Sentiment Analysis of Tweets
College:
The Dorothy and George Hennings College of Science, Mathematics, and Technology
Major:
Computer Science
Faculty Research Advisor(s):
Ching-yu Huang
Abstract:
This project will utilize machine learning to capture emotion values from 3 large datasets of tweets. The first dataset is based on hate speech/cyberbullying tweets, the second dataset is based on a more general collection of tweets, and the third dataset is related to the Covid-19 hashtag. The hate speech dataset includes an ID and the Tweet as attributes, the general dataset includes the ID, the Tweet, and a label, and the covid-19 dataset includes 10 attributes including the Tweet and a unique Username, but not all will likely be used as they are unrelated to the sentiment of the tweet.
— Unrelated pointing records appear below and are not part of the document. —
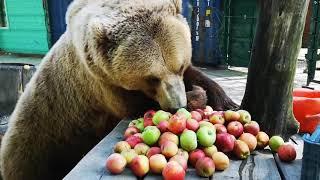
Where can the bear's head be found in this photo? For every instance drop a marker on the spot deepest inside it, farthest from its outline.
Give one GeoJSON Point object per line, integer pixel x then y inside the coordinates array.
{"type": "Point", "coordinates": [138, 45]}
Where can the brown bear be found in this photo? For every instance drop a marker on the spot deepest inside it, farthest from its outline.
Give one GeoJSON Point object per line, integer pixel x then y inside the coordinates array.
{"type": "Point", "coordinates": [116, 59]}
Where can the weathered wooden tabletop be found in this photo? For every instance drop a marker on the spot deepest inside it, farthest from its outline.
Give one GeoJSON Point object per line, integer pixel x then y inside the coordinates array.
{"type": "Point", "coordinates": [261, 164]}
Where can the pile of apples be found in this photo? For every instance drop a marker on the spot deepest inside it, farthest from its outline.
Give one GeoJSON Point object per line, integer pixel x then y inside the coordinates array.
{"type": "Point", "coordinates": [164, 143]}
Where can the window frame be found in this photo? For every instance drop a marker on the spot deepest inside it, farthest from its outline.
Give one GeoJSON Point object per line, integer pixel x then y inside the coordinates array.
{"type": "Point", "coordinates": [6, 19]}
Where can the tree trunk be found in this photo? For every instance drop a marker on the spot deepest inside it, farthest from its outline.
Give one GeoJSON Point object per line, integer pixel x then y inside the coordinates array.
{"type": "Point", "coordinates": [268, 95]}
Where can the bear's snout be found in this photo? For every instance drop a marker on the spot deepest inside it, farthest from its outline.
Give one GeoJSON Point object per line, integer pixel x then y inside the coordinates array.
{"type": "Point", "coordinates": [171, 94]}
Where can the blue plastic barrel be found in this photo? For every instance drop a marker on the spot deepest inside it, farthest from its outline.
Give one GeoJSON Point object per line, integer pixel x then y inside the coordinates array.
{"type": "Point", "coordinates": [206, 22]}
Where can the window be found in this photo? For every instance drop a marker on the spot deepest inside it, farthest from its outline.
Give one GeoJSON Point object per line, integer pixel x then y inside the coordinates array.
{"type": "Point", "coordinates": [3, 14]}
The goal of this project will be to be able to correctly predict the sentiments of tweets with a high degree of accuracy, likely around 80% barring extreme processing times. The data mining process to be used is called sentiment analysis and quantifies emotions like rage or joy as negative (1) or positive (0) values. Machine learning techniques in the deep learning and natural language processing areas will be used, with a pretrained model like the BERT model. A tokenizer import will be used that provides “tokens” which are subsets of a phrase or sentence that conveys the sentiment of the total phrase/sentence. Python programming will be used for our machine learning purposes and the Kean University Obi2 database will be used for data storage and retrieval using MySQL.